Video by Depeche Mode
- Released: 22 October 1990
- Recorded: 1989–1990
- Length: 31:56
- Labels: Mute; Sire; Reprise;
- Director: Anton Corbijn
- Producer: Richard Bell

Depeche Mode chronology
| 101 (1989) | Strange Too (1990) | Devotional (1993) |

= Strange Too =

Strange Too – Another Violation by Anton Corbijn is the third music video compilation by the English electronic music band Depeche Mode, featuring more videos directed by Anton Corbijn, released in 1990.

Professional ratings
Review scores
| Source | Rating |
| AllMusic | Star |

==Background==

The Dutch artist Anton Corbijn had been responsible of all of Depeche Mode's music videos since their 1986 video for A Question of Time. For their album Violator (1990), Corbijn shot a total of six music videos, four for the album's singles, and two additional videos for album tracks "Clean" and "Halo".

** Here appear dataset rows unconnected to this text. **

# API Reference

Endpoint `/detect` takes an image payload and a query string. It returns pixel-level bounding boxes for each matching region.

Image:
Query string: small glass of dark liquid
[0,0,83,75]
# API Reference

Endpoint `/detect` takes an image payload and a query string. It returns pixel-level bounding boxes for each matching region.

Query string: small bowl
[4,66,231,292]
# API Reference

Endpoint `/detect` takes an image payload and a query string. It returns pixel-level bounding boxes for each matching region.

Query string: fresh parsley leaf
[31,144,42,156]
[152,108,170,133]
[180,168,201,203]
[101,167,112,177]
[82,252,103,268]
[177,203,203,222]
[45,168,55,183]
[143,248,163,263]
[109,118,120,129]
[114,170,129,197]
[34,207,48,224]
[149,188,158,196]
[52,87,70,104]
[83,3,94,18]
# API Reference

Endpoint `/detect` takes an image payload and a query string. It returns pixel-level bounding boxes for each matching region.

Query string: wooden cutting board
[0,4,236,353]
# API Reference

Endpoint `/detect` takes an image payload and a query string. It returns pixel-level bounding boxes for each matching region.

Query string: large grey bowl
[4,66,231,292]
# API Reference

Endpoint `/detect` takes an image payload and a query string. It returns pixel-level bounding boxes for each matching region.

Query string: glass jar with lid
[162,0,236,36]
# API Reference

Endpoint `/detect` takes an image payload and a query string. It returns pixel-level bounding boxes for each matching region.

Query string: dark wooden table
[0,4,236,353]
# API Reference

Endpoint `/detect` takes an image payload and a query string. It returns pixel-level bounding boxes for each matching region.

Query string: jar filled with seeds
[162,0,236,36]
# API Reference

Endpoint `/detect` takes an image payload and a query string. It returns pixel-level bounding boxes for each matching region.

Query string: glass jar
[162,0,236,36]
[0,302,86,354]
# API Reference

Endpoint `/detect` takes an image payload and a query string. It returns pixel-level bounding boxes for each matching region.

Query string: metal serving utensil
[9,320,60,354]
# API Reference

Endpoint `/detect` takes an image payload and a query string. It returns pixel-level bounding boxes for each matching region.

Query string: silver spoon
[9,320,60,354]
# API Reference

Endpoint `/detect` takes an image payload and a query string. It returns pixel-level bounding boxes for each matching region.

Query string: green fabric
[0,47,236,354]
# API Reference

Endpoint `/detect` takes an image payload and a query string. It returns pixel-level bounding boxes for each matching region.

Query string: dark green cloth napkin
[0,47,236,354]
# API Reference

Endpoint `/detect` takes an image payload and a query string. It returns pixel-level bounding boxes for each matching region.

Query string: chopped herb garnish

Corbijn shot all six videos in Super 8. The taller woman in the "Halo" video is a young Jenna Elfman. The drive-in featured in the introduction to the compilation is the Motor Vu drive-in, located in Erda, Utah, west of Salt Lake City, near the town of Tooele. This part of the video was shot the day after the band's concert in Salt Lake City in July 1990.

==Release==
Strange Too was released on 22 October 1990 by Mute Records in the UK on VHS tape, with catalogue number 790468.

Strange Too and its predecessor, Strange, were re-released on DVD and Blu-ray on 8 December 2023.

==Track listing==
1. "Personal Jesus"
2. "Policy of Truth"
3. "Enjoy the Silence"
4. "Clean"
5. "Halo"
6. "World in My Eyes"

- All tracks are written by Martin L. Gore
- All videos are directed by Anton Corbijn

==Charts==

Chart performance for Strange Too
| Chart (1990–1991) | Peak position |
|---|---|
| Canada Long Form Music Videos (RPM) | 4 |
| UK Music Video Chart | 12 |

==Certifications and sales==

Certifications and sales for Strange Too
| Region | Certification | Certified units/sales |
| United States (RIAA) | Platinum | 100,000^{^} |
^{^} Shipments figures based on certification alone.